EXHIBIT 5.1


                                                      VINSON & ELKINS L.L.P.
                                                      2300 FIRST CITY TOWER
                                                      1001 FANNIN STREET
                                                      HOUSTON, TEXAS  77002-6760
                                                      TELEPHONE (713) 758-2222
                                                      FAX (713) 758-2346
                                                      www.velaw.com

October 3, 2002



Enterprise Products Partners L.P.
Enterprise Products Operating L.P.
2727 N. Loop West
Houston, Texas 77008

Ladies and Gentlemen:


         We have acted as counsel to Enterprise Products Partners L.P., a
Delaware limited partnership (the "Partnership"), and its 99% owned Delaware
subsidiary, Enterprise Products Operating L.P., (the "Operating Partnership"),
in connection with the offer and sale by the Partnership of up to 11,270,000
common units representing limited partner interests in the Partnership (the
"Common Units"). We have participated in the preparation of the Partnership's
registration statement on Form S-3 (No.: 333-56082) filed on February 23, 2001
by the Partnership with the Securities and Exchange Commission (the
"Commission") under the Securities Act of 1933, as amended (the "Securities
Act"), and Amendment No. 1 thereto filed with the Commission on March 23, 2001,
and declared effective by the Commission on March 27, 2001 (the "Registration
Statement"). A prospectus supplement dated October 2, 2002 (the "Prospectus"),
which together with the prospectus filed with the Registration Statement shall
constitute part of the Prospectus, has been filed pursuant to Rule 424(b)
promulgated under the Securities Act. Capitalized terms not defined herein shall
have the meanings ascribed to them in the Underwriting Agreement dated October
2, 2002 relating to the offer and sale of the Common Units.
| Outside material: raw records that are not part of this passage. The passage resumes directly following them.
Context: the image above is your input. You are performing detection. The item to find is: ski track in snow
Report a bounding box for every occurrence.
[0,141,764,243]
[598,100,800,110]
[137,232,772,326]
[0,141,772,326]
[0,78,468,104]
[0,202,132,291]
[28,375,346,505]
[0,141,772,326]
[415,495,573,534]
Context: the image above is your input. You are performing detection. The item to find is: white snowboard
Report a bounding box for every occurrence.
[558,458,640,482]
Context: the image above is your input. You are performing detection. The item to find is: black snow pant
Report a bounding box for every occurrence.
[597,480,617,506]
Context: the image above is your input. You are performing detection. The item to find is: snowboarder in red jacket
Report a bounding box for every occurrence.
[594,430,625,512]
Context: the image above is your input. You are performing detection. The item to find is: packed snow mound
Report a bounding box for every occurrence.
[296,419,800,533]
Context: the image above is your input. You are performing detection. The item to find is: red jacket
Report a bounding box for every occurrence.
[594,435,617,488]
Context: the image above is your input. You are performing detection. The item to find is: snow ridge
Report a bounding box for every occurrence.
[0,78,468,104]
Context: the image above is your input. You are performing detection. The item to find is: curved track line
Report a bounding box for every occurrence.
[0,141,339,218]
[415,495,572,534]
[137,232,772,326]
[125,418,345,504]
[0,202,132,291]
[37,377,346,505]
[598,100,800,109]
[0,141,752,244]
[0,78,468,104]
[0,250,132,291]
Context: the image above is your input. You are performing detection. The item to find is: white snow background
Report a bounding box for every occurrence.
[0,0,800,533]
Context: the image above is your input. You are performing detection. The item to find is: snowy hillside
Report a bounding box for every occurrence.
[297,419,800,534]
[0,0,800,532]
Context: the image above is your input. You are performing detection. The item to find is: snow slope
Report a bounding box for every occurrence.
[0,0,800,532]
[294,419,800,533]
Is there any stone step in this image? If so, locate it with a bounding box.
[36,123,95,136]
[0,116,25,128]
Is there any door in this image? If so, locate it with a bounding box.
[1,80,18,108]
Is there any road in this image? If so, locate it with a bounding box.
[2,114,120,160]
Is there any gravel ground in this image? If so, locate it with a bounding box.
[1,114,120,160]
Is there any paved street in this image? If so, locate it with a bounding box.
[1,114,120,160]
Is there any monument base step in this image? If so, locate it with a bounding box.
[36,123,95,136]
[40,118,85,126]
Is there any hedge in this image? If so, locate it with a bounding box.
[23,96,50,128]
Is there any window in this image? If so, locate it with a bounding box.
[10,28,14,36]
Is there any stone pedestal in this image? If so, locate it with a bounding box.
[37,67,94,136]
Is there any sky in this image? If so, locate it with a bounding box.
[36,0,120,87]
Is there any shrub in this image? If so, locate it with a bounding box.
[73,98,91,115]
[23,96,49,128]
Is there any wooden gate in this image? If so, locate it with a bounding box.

         In rendering the opinion set forth below, we have examined and relied
upon (i) the Registration Statement, including the Prospectus; (ii) the Third
Amended and Restated Agreement of Limited Partnership of the Partnership dated
May 15, 2002, (iii) the Amended and Restated Agreement of Limited Partnership of
the Operating Partnership, and (iv) such certificates, statutes and other
instruments and documents as we consider appropriate for purposes of the opinion
hereafter expressed. As the basis for the opinion hereinafter expressed, we
examined such statutes, including the Delaware Uniform Revised Limited
Partnership Act, corporate records and documents, certificates of corporate and
public officials, and other instruments and documents as we deemed necessary or
advisable for the purposes of this opinion.

         In connection with this opinion, we have assumed that all common units
will be issued and sold in the manner described in the Prospectus and in
accordance with the terms of the Underwriting Agreement.

Page 2
October 3, 2002


         Based upon and subject to the foregoing, we are of the opinion that
when the Common Units have been issued and delivered in accordance with the
terms of the Underwriting Agreement, then the Common Units will be validly
issued, fully paid and non-assessable.

         We hereby consent to the references to this firm under the caption
"Legal Matters" in the Prospectus and to the filing of this opinion as an
exhibit to the Registration Statement or a Current Report on Form 8-K. By giving
such consent, we do not admit that we are within the category of persons whose
consent is required under Section 7 of the Securities Act or the rules and
regulations of the Commission issued thereunder.

                                     Very truly yours,



                                     /s/ VINSON & ELKINS L.L.P.
                                     --------------------------
                                         Vinson & Elkins L.L.P.